A CLO at a university can speak the same language as CLOs in industry corporations, making the interaction, engagement, design, development, implementation, and reporting of collaborative programs more accessible, more efficient, and scalable. Specifically, a CLO can add value to university engagement efforts with industry in many ways, including:
- Engaging externally with industry leaders—including the Business-Higher Education Forum and corporations—to understand and map the skill needs of curricula.
- Engaging internally with the various schools at a given university to share employer skill needs and create strategies to close the gaps.
- Engaging internally to provide perspective in the structuring of degrees and credentials for individual learning paths.
- Securing funding to design, develop, and implement scalable workforce and learning development programs, including MOOCs, hackathons, and other similar programs to ensure students are career-ready.
- Collaborating internally to foster interdisciplinary cooperation across schools through fora and communities of practice.
- Representing the university and its strategic commitment to workforce development, inclusion, diversity, equity, and access in the industry, government, and academic fora through talks, articles, and blog posts.
- Securing funding for research (National Academy for Education, National Science Foundation, etc.) on workforce development.

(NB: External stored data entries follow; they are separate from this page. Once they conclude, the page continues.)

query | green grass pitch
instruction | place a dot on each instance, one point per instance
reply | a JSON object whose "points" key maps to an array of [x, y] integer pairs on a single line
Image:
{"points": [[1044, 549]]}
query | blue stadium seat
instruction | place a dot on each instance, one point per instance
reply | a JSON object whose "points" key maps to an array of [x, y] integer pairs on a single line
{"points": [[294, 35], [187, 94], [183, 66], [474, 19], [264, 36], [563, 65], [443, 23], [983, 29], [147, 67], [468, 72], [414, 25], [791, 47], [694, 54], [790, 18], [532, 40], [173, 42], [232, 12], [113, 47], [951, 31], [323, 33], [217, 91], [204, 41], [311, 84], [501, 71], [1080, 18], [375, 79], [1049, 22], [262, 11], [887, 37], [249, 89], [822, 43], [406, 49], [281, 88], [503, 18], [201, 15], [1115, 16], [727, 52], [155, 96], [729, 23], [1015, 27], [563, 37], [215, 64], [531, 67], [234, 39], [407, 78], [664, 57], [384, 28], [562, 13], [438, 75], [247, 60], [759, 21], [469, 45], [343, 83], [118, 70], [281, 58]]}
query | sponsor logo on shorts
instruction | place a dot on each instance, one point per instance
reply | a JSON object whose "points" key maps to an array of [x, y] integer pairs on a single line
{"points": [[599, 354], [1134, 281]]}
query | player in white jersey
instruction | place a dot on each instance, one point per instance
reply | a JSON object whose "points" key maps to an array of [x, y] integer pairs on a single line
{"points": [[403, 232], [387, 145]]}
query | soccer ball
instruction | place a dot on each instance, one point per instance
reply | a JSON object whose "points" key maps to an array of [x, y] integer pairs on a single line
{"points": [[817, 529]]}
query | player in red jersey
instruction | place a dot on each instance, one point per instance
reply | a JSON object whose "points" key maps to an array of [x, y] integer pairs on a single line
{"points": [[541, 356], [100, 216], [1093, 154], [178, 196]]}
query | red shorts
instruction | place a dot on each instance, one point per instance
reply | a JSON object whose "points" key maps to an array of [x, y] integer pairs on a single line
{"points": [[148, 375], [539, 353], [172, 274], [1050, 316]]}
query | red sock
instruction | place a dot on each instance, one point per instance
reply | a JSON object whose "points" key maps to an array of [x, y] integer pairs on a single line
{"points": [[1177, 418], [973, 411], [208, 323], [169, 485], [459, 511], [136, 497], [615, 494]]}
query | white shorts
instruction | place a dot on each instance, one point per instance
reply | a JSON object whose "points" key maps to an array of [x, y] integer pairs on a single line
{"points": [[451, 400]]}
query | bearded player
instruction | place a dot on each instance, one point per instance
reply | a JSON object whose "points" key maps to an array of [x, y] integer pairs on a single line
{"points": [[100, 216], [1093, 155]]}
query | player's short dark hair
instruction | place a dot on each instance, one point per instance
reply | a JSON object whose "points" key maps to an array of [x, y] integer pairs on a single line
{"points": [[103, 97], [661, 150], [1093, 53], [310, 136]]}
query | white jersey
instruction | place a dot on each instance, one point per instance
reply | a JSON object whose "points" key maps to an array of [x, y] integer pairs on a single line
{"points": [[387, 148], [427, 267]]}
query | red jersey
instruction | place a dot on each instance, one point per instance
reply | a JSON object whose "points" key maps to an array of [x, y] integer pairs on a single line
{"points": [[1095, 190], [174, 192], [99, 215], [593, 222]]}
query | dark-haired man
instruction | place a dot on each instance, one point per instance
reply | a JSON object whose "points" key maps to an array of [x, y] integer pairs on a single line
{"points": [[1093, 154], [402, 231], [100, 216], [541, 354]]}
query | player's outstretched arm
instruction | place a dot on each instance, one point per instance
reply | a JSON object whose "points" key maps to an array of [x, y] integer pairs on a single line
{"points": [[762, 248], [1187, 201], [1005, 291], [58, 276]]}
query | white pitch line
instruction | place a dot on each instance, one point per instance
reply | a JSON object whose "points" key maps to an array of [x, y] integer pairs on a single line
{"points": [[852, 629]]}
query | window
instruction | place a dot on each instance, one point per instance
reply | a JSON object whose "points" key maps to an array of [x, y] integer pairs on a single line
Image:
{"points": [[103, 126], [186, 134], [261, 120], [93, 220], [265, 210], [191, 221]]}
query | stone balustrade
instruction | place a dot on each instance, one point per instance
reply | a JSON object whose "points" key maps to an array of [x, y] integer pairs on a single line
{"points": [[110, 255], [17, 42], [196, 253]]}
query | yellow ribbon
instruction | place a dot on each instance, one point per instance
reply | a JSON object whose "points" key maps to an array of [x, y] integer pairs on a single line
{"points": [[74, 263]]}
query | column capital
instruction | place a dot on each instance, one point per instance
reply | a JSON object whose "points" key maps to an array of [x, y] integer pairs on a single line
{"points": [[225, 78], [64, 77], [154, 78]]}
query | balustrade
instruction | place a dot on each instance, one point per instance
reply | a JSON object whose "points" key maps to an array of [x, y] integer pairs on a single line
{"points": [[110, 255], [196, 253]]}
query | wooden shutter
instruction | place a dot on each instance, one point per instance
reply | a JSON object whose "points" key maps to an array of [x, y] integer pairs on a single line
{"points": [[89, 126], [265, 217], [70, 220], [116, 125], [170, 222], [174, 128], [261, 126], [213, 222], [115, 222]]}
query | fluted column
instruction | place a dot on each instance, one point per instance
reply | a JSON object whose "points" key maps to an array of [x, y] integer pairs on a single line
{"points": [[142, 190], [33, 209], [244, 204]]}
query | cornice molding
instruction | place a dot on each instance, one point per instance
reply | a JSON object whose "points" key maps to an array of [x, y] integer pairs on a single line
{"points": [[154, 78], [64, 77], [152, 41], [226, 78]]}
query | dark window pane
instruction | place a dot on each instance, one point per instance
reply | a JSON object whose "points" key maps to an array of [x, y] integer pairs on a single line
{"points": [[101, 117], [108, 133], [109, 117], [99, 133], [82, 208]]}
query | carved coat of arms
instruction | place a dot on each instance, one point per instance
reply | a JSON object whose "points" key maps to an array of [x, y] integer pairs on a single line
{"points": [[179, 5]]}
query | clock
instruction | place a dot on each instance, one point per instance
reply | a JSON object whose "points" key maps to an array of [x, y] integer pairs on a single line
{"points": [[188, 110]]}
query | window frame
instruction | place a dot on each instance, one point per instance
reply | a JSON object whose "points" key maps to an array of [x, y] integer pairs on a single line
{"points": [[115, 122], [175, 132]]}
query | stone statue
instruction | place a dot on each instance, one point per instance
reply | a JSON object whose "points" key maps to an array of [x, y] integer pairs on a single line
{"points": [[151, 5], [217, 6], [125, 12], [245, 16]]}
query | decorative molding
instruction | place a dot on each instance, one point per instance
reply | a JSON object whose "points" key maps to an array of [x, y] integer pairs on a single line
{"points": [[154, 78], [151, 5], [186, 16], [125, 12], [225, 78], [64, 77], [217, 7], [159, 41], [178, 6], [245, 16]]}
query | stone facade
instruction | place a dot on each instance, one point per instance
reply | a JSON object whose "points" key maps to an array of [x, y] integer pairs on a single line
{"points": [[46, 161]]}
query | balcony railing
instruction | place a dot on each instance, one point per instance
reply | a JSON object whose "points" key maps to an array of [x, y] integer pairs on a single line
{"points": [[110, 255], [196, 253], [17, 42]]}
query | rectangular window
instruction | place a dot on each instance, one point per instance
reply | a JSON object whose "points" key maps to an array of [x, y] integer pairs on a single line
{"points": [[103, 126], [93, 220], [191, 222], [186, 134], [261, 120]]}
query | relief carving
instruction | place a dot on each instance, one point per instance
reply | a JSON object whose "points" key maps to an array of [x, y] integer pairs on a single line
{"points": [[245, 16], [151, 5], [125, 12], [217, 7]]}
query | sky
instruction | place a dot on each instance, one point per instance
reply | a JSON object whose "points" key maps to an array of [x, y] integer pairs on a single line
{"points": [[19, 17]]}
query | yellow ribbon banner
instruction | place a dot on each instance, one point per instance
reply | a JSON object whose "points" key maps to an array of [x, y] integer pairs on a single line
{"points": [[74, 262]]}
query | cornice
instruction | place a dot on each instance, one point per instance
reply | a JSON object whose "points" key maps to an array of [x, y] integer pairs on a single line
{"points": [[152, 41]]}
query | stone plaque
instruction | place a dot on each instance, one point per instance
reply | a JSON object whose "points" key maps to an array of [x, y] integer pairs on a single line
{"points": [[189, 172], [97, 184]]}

- Serving as the liaison around learning and workforce development for employers and government.
- Establishing data analytics reporting capability to assess and measure the alignment of learning to employer-required skills.
- Enhancing the university brand by tracking and reporting results through the university’s social media posts on Facebook, LinkedIn, Twitter, YouTube, Instagram, etc.
Conclusion
Creating a new role such as a Chief Learning Officer at a university does not have to be a burdensome cost. The position could be funded as a public-private partnership between the university and the industry corporate. The university and the corporate can jointly design a program where both parties can jointly define the goals, strategy, and metrics needed to successfully align the supply of skills by the university to the demand for skills by the industry employer.
References:
[1] Elkeles, Tamar, Jack J. Phillips, and Patricia Pulliam Phillips. 2017. Chief Talent Officer: The Evolving Role of the Chief Learning Officer. Abingdon: Routledge Taylor & Francis Group.
[2] Haight, V. D. 2017. “What Do Chief Learning Officers Do? An Exploratory Study of How Chief Learning Officers Build Learning Organizations.” Doctoral dissertation, The George Washington University.